Court of Session Inner House First Division.

Saturday, March 17. 1888.

25 SLR 399

Macquay

v.

Campbell.

Subject_1Parent and Child
Subject_2Custody of Child
Subject_3Guardianship of Infants Act 1886 (49 and 50 Vict. cap 27), secs. 2, 3, sub-sec. 3, and sec. 5.
Facts:

In an application under the Guardianship of Infants Act, 1886, by a mother domiciled abroad for the custody of her two daughters both in pupillarity, and residing with their uncle and tutor-nominate in Scotland, by whom the application was opposed, held that as there was no imputation against the character of the petitioner, and as there was nothing in the circumstances in which she was placed to unfit her for the office of guardian, the petition should be granted.

Headnote:

This was an application under the Guardianship of Infants Act, 1886, by Mrs Rosa Elizabeth Maclaine or Rankine or Maquay, widow of the deceased William Macbean Rankine of Dudhope, in the county of Forfar, and wife of William Maquay, banker in Florence, for the custody of the two daughters by her marriage with Mr Rankine, both of whom were in pupillarity, and who were at the date of the application residing with their uncle John Campbell of Kilberry, Argyllshire, the sole surviving tutor nominated by their father in his marriage-contract. Mr Campbell opposed the application, which was made in the following circumstances:—Mr and Mrs Rankine were married on 8th July 1874. By antenuptial contract of marriage, dated 4th July, and recorded 13th August 1874, Mr Rankine appointed tutors and curators to the children of the marriage. At the date of the present application the sole surviving and acting tutor was Mr Campbell. Three children were born of the marriage—Violet Campbell Rankine, born 28th April 1876; Walter Lorne Campbell Rankine, born 4th July 1877; Muriel Campbell Rankine, born 25th September 1878. William Macbean Rankine died on 31st October 1879.

In July 1884 Mrs Rankine married Mr William Maquay, a British subject residing in Florence, a partner in the banking house of Maquay, Hooker, & Co., who carried on business in Florenoe and elsewhere in Italy. At the date of the petition the children were residing with or under the charge of Mr Campbell of Kilberry, and he refused to allow them to reside with their mother at Florence.

The present petition for the custody of the two girls was presented by Mrs Rosa Rankine or Maquay, in which she averred that owing to Mr Campbell's refusal to allow the children to reside with her she was only able to see them at long intervals; that Kilberry was in a remote district of Argyllshire, where the girls were far from all educational centres, while in Florence they would have every advantage. With regard to the boy, he being at school, all that the petitioner asked in the prayer of the petition was that arrangements should be made for his spending a part of his holidays with her. This part of the petition was not insisted in, as appears from the opinion of the Lord President infra.

Mr Campbell in his answers stated that the petitioner was permanently settled in Florence, and that the children were being brought up with his own children, the girls under a resident governess, while the boy was placed at a preparatory school in England along with his own son.
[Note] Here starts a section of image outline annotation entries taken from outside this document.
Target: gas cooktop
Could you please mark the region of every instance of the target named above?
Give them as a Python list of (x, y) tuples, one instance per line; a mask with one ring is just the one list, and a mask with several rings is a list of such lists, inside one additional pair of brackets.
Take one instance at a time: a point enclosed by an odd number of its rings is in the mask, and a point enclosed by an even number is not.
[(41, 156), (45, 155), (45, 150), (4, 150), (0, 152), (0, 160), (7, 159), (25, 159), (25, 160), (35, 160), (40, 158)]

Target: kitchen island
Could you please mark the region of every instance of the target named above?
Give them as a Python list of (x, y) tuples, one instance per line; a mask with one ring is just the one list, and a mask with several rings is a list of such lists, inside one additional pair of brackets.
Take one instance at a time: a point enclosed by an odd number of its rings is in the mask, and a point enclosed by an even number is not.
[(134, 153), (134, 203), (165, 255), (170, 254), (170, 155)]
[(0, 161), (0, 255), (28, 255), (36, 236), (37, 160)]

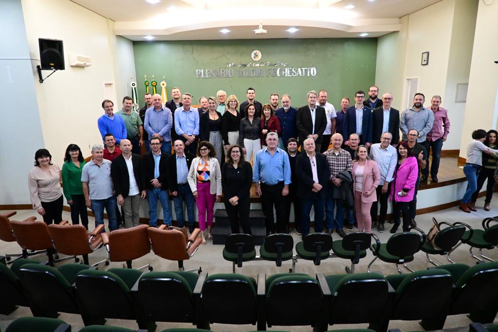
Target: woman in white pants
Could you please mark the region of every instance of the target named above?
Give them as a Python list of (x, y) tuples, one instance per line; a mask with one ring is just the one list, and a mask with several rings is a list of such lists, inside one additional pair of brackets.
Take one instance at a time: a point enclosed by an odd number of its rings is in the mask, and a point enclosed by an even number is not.
[(256, 108), (253, 104), (248, 105), (245, 111), (239, 129), (239, 144), (242, 147), (246, 161), (250, 162), (261, 150), (261, 119), (254, 115)]

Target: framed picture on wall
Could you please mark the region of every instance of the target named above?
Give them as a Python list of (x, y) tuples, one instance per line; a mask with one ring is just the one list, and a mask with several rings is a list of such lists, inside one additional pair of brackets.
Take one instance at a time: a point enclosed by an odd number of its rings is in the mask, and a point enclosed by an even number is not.
[(420, 64), (422, 66), (427, 66), (429, 64), (429, 52), (424, 52), (422, 53), (422, 62)]

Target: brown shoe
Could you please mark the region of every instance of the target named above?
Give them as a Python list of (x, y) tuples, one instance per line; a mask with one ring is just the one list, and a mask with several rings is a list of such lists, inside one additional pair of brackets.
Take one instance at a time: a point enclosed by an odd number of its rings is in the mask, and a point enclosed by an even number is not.
[(469, 210), (469, 208), (467, 207), (467, 205), (465, 203), (460, 203), (460, 206), (459, 208), (464, 212), (470, 213), (470, 210)]
[(470, 210), (471, 211), (474, 211), (474, 212), (475, 212), (476, 211), (477, 211), (477, 210), (476, 210), (476, 205), (474, 203), (472, 203), (472, 202), (469, 202), (468, 203), (467, 203), (467, 208), (468, 208), (469, 210)]

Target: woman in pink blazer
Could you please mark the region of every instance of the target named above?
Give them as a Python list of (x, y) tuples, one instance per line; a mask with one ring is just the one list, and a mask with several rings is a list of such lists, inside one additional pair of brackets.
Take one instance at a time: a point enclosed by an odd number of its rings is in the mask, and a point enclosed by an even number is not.
[(369, 157), (368, 150), (360, 145), (353, 162), (353, 181), (355, 189), (355, 210), (360, 231), (372, 232), (372, 220), (370, 209), (377, 201), (375, 189), (380, 180), (377, 163)]
[(411, 154), (408, 143), (399, 142), (396, 148), (398, 163), (396, 165), (394, 179), (391, 186), (393, 218), (394, 224), (391, 228), (394, 233), (399, 226), (399, 215), (403, 216), (403, 231), (407, 231), (410, 226), (409, 203), (413, 200), (415, 184), (418, 177), (417, 158)]

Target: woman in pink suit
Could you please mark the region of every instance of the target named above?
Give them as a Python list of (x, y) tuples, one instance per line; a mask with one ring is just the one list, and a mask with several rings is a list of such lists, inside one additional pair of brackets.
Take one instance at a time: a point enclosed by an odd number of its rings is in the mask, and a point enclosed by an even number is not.
[(415, 184), (418, 177), (417, 158), (410, 152), (408, 143), (401, 141), (396, 148), (398, 163), (396, 165), (394, 178), (391, 186), (391, 200), (392, 201), (393, 219), (394, 224), (391, 233), (397, 230), (399, 225), (400, 213), (403, 216), (403, 231), (407, 231), (410, 226), (409, 203), (413, 200)]
[(353, 180), (355, 188), (355, 210), (360, 231), (372, 232), (372, 220), (370, 209), (377, 200), (375, 189), (380, 180), (377, 163), (369, 157), (365, 145), (356, 150), (353, 162)]

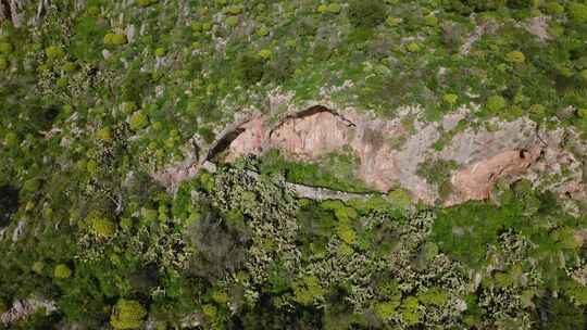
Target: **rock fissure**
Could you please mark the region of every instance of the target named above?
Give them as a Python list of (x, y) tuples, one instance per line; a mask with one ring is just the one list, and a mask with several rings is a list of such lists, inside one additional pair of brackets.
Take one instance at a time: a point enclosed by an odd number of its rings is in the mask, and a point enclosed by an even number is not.
[[(466, 111), (459, 111), (448, 116), (466, 115)], [(408, 117), (413, 119), (411, 129), (402, 124)], [(548, 163), (546, 152), (559, 156), (563, 153), (560, 149), (549, 147), (549, 137), (540, 137), (538, 125), (529, 119), (494, 124), (499, 124), (499, 128), (470, 128), (460, 131), (449, 144), (437, 151), (433, 147), (441, 139), (440, 125), (419, 119), (419, 114), (413, 111), (394, 120), (385, 120), (350, 111), (338, 113), (315, 105), (289, 114), (276, 125), (271, 125), (268, 117), (263, 115), (238, 124), (221, 136), (203, 162), (187, 167), (188, 164), (183, 164), (179, 170), (182, 175), (171, 175), (170, 178), (184, 180), (192, 177), (199, 168), (205, 167), (204, 163), (211, 164), (220, 155), (229, 163), (239, 156), (258, 156), (278, 149), (291, 161), (315, 162), (329, 153), (350, 150), (359, 160), (357, 176), (373, 192), (387, 193), (402, 188), (426, 204), (440, 202), (448, 206), (469, 200), (488, 199), (500, 178), (515, 179), (529, 175), (534, 167), (539, 167), (537, 163)], [(403, 144), (394, 145), (395, 141), (403, 141)], [(430, 160), (458, 164), (458, 168), (450, 173), (452, 192), (449, 196), (440, 199), (438, 185), (427, 182), (419, 175), (417, 167)], [(345, 194), (303, 185), (294, 188), (304, 196), (316, 199), (338, 199), (337, 194)], [(365, 194), (352, 195), (357, 198)]]

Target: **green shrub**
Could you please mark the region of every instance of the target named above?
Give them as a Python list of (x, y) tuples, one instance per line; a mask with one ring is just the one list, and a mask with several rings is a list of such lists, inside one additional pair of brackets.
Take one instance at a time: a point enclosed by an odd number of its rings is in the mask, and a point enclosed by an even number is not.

The respondent objected in the interest of the girls to their being sent out of the country, and out of the jurisdiction of the Court, and averred that their father had objected to the children, being brought up abroad.
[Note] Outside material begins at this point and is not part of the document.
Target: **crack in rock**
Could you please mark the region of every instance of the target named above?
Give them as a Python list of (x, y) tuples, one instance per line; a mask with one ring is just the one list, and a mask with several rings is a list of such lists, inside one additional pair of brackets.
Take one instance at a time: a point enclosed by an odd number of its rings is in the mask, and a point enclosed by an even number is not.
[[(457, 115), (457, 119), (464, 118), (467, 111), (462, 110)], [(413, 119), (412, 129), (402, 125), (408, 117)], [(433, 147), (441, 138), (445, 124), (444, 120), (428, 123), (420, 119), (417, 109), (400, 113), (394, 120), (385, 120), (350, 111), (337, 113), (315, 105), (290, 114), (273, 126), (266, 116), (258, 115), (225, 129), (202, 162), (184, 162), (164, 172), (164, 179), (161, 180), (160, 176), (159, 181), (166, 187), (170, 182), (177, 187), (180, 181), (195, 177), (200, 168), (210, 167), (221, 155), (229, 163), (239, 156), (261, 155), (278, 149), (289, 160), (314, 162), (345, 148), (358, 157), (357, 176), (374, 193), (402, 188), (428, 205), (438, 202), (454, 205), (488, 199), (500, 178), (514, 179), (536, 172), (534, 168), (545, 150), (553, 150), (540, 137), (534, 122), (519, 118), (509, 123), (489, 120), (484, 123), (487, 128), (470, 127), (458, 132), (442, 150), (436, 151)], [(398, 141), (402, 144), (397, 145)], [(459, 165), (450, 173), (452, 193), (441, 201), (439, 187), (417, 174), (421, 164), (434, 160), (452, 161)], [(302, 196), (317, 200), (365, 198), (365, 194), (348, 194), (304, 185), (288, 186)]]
The Guardianship of Infants Act, 1886 (49 and 50 Vict. cap. 27) provides, sec. 2—“On the death of the father of an infant, and in case the

Page: 400

father shall have died prior to the passing of this Act, then from and after the passing of this Act, the mother, if surviving, shall be the guardian of such infant, either alone when no guardian has been appointed by the father, or jointly with any guardian appointed by the father.” Section 3, sub-section 3, provides—“In the event of the guardians being unable to agree upon a question affecting the welfare of any infant, any of them may apply to the Court for its direction, and the Court may make such an order or orders regarding the matters in difference as it shall think proper.” Section 5 provides—“The Court may, upon the application of the mother of any infant (who may apply without next friend) make such order as it may think fit regarding the custody of such infant, and the right of access thereto of either parent, having regard to the welfare of the infant, and to the conduct of the parents, and to the wishes as well of the mother as of the father, and may alter, vary, or discharge such order on the application of either parent, or, after the death of either parent, of any guardian under this Act, and in every case may make such order respecting the costs of the mother, and the liability of the father for the same or otherwise as to costs as it may think just.”
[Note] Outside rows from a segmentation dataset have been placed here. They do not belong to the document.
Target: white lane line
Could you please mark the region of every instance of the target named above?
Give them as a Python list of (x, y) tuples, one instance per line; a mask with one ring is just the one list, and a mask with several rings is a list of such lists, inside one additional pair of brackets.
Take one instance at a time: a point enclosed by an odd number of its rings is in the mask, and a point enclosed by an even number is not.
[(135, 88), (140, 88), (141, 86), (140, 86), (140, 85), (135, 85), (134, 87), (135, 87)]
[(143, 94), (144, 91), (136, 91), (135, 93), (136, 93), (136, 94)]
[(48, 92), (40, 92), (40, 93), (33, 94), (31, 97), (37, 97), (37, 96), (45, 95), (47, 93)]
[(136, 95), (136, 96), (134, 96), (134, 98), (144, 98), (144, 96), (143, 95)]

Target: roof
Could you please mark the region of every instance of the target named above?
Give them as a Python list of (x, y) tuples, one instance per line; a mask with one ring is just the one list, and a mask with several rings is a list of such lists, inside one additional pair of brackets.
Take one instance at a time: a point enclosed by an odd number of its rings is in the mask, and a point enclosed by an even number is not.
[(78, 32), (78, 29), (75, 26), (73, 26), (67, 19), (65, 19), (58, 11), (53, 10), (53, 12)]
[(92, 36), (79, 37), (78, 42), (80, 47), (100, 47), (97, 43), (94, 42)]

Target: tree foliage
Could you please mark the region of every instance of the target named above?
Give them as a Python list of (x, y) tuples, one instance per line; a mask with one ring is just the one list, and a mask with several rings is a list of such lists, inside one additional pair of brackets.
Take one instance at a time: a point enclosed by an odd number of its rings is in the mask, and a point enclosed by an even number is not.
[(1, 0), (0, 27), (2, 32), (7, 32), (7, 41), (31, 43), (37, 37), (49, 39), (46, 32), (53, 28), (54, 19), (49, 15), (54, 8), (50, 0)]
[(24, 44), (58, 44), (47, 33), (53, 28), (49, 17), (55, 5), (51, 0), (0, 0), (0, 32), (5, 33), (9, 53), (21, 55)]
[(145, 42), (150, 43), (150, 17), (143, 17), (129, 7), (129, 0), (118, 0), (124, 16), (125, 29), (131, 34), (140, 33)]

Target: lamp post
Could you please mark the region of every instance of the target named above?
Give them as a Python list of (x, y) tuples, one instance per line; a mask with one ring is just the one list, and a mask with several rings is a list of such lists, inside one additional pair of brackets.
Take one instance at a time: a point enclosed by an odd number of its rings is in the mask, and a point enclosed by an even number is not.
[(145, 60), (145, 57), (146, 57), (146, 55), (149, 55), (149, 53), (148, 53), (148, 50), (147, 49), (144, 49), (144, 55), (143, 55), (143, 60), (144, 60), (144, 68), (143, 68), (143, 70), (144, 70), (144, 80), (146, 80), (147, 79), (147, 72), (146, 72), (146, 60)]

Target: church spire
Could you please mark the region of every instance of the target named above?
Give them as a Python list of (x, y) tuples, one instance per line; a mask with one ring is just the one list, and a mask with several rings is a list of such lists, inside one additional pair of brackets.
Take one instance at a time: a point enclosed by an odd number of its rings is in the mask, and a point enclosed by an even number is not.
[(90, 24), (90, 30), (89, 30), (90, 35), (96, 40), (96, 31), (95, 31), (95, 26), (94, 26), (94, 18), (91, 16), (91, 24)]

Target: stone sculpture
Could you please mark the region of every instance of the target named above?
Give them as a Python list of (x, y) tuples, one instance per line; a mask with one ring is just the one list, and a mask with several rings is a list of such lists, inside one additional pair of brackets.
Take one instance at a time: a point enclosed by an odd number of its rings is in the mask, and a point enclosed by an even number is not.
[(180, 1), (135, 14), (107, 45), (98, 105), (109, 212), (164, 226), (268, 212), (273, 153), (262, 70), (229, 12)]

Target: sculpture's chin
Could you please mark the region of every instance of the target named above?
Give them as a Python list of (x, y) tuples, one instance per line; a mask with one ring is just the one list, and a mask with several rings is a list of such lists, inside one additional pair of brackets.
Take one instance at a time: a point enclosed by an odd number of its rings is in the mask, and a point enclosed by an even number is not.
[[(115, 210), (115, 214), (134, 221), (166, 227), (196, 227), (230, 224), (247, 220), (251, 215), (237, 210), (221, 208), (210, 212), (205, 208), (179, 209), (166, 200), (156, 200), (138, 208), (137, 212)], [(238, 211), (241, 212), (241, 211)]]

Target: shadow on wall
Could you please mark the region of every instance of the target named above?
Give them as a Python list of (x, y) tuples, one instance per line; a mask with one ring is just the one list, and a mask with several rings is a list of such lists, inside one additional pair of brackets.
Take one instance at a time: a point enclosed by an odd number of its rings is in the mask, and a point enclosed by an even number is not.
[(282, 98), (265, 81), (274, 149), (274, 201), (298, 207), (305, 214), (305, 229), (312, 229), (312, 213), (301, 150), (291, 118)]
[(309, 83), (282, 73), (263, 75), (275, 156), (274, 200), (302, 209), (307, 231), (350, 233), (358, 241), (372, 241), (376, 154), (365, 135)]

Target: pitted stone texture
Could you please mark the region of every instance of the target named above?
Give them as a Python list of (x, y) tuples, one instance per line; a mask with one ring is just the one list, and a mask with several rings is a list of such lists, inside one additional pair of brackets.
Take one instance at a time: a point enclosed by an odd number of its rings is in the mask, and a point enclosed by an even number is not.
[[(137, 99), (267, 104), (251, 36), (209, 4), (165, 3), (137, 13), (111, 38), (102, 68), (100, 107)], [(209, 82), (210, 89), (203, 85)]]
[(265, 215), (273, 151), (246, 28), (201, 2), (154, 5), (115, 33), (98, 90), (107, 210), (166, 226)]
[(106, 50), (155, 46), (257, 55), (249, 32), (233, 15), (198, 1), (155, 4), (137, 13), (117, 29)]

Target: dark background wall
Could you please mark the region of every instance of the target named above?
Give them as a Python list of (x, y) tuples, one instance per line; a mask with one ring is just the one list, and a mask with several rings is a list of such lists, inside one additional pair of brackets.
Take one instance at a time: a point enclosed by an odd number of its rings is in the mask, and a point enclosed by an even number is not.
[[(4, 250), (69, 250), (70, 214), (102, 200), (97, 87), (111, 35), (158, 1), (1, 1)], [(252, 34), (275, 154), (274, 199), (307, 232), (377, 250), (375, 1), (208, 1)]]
Argued for the petitioner—The petitioner was entitled to the custody of her two daughters. The Guardianship of Infants Act created the petitioner joint guardian of the children along with the respondent, and it was not suggested that there was any valid reason for her not having the custody of the girls, who were still in pupillarity. No imputation had been or could be made against the petitioner's character. The only allegation was that she was resident in Florence, and out with the jurisdiction of the Court. This was no reason for refusing the petitioner her legal rights.

Replied for the respondent—The petitioner by her second marriage lost by the common law of Scotland her tutorial powers—Ersk. i. 7, 12. By her second marriage she came under the tutorial powers of her husband, and could not competently be tutor to others. The petitioner desired to remove these children from Scotland against the known wish of their father, and to educate them abroad. Owing to the petitioner's second marriage the statute referred to did not apply. It gave the mother a joint tutorial power along with any tutor-nominate by implication so long only as she continued a widow— Spiers, Dec. 23,1854, 17 D. 289; Stuart, March 20, 1861, 23 D. 779.

At advising—

Judgment:

Lord President—I am for granting this application. The 5th section of the Guardianship of Infants Act 1886 provides as follows—[ reads section]. Now the circumstances in the present case are very simple. The mother of these pupil children has married again, and her husband is a banker in Florence, and she resides there with him. The question which we have to determine is, whether it is most for the interests of these children, and most suitable in the circumstances of the case, that they should reside with their mother or with their uncle at Kilberry? I can only say that I have no doubt that the fitting place for the girls is with their mother. If there had been any imputation upon this lady's character, or anything in the circumstances in which she was placed to render her an unfit guardian of such children—I use the term guardian not in its legal but in its popular sense—then the Court would give great weight to such considerations, but there is nothing of such a kind alleged here. There is not the slightest imputation made against this lady. I think therefore that the proper course is that the girls should live with their mother, while as regards the boy, he stands in a different position, because I understand no application is made with regard to him.

Lord Adam and Lord Kinnear concurred.

Lord Mure and Lord Shand were absent from illness.

The Court granted the prayer of the petition with regard to the custody of the daughters.

Counsel:

Counsel for the Petitioner— Sol.-Gen. Robertson—Jameson. Agent— E. J. Martin, W.S.

Counsel for the Respondents— D.-F. Mackintosh—Graham Murray. Agents— Pearson, Robert son, A; Finlay, W.S.